Gundogdu Erhan, Alatan A Aydin
IEEE Trans Image Process. 2018 Feb 14. doi: 10.1109/TIP.2018.2806280.
During the recent years, correlation filters have shown dominant and spectacular results for visual object tracking. The types of the features that are employed in these family of trackers significantly affect the performance of visual tracking. The ultimate goal is to utilize robust features invariant to any kind of appearance change of the object, while predicting the object location as properly as in the case of no appearance change. As the deep learning based methods have emerged, the study of learning features for specific tasks has accelerated. For instance, discriminative visual tracking methods based on deep architectures have been studied with promising performance. Nevertheless, correlation filter based (CFB) trackers confine themselves to use the pre-trained networks which are trained for object classification problem. To this end, in this manuscript the problem of learning deep fully convolutional features for the CFB visual tracking is formulated. In order to learn the proposed model, a novel and efficient backpropagation algorithm is presented based on the loss function of the network. The proposed learning framework enables the network model to be flexible for a custom design. Moreover, it alleviates the dependency on the network trained for classification. Extensive performance analysis shows the efficacy of the proposed custom design in the CFB tracking framework. By fine-tuning the convolutional parts of a state-of-the-art network and integrating this model to a CFB tracker, which is the top performing one of VOT2016, 18% increase is achieved in terms of expected average overlap, and tracking failures are decreased by 25%, while maintaining the superiority over the state-of-the-art methods in OTB-2013 and OTB-2015 tracking datasets.
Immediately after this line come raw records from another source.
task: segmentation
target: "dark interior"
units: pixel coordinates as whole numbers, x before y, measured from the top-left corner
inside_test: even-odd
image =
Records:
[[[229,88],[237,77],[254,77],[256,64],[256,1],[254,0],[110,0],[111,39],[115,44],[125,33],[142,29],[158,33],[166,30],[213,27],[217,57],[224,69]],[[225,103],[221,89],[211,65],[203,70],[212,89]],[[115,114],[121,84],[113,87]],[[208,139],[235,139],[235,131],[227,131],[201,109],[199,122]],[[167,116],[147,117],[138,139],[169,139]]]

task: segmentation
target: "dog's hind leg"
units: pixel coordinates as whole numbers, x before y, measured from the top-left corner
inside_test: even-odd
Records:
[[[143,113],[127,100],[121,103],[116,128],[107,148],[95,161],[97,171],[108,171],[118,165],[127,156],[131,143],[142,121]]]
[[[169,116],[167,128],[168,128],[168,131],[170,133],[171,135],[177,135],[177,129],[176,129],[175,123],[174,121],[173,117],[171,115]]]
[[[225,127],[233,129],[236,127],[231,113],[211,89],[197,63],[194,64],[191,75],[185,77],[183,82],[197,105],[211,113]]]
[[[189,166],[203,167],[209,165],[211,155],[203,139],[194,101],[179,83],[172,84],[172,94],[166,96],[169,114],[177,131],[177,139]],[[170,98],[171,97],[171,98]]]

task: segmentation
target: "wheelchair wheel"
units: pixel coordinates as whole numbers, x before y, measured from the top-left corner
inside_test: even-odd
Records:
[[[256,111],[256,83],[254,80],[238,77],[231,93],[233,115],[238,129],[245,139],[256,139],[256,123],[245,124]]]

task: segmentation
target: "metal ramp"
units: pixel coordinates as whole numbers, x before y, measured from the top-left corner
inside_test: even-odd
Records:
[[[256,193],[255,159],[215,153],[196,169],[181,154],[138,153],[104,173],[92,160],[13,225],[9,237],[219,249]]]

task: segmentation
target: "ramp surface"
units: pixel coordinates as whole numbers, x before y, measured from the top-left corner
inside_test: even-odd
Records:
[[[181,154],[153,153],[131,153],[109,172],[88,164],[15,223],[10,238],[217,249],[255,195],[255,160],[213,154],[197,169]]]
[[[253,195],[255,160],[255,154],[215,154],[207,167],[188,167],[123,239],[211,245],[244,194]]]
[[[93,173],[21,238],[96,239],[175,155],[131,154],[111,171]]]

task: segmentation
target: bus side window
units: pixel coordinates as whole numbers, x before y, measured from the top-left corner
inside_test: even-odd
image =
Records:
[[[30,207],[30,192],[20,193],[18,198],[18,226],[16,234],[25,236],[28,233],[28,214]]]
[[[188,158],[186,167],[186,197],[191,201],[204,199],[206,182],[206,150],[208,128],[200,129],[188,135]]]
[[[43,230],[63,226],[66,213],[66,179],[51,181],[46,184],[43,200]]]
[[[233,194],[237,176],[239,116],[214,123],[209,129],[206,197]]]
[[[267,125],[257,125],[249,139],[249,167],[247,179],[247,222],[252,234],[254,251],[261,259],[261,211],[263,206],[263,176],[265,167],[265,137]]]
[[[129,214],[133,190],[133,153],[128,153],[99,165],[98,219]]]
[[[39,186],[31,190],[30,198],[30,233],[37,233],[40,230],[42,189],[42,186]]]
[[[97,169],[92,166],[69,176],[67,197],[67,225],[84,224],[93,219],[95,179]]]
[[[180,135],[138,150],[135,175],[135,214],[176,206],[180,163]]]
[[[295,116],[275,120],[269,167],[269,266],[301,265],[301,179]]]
近年来,相关滤波器在视觉目标跟踪方面展现出了卓越且惊人的效果。这些跟踪器家族所采用的特征类型对视觉跟踪性能有着显著影响。最终目标是利用对物体任何外观变化都具有不变性的鲁棒特征,同时能像在物体无外观变化的情况下一样准确地预测物体位置。随着基于深度学习的方法出现,针对特定任务的特征学习研究加速了。例如,基于深度架构的判别式视觉跟踪方法已得到研究,且性能 promising。然而,基于相关滤波器(CFB)的跟踪器局限于使用为物体分类问题训练的预训练网络。为此,在本手稿中,提出了针对CFB视觉跟踪学习深度全卷积特征的问题。为了学习所提出的模型,基于网络的损失函数提出了一种新颖且高效的反向传播算法。所提出的学习框架使网络模型能够灵活地进行定制设计。此外,它减轻了对为分类训练的网络的依赖。广泛的性能分析表明了所提出的定制设计在CFB跟踪框架中的有效性。通过微调一个先进网络的卷积部分并将此模型集成到一个CFB跟踪器(它是VOT2016中性能最佳的跟踪器之一)中,在预期平均重叠率方面实现了18%的提升,跟踪失败率降低了25%,同时在OTB - 2013和OTB - 2015跟踪数据集中保持了相对于现有方法的优势。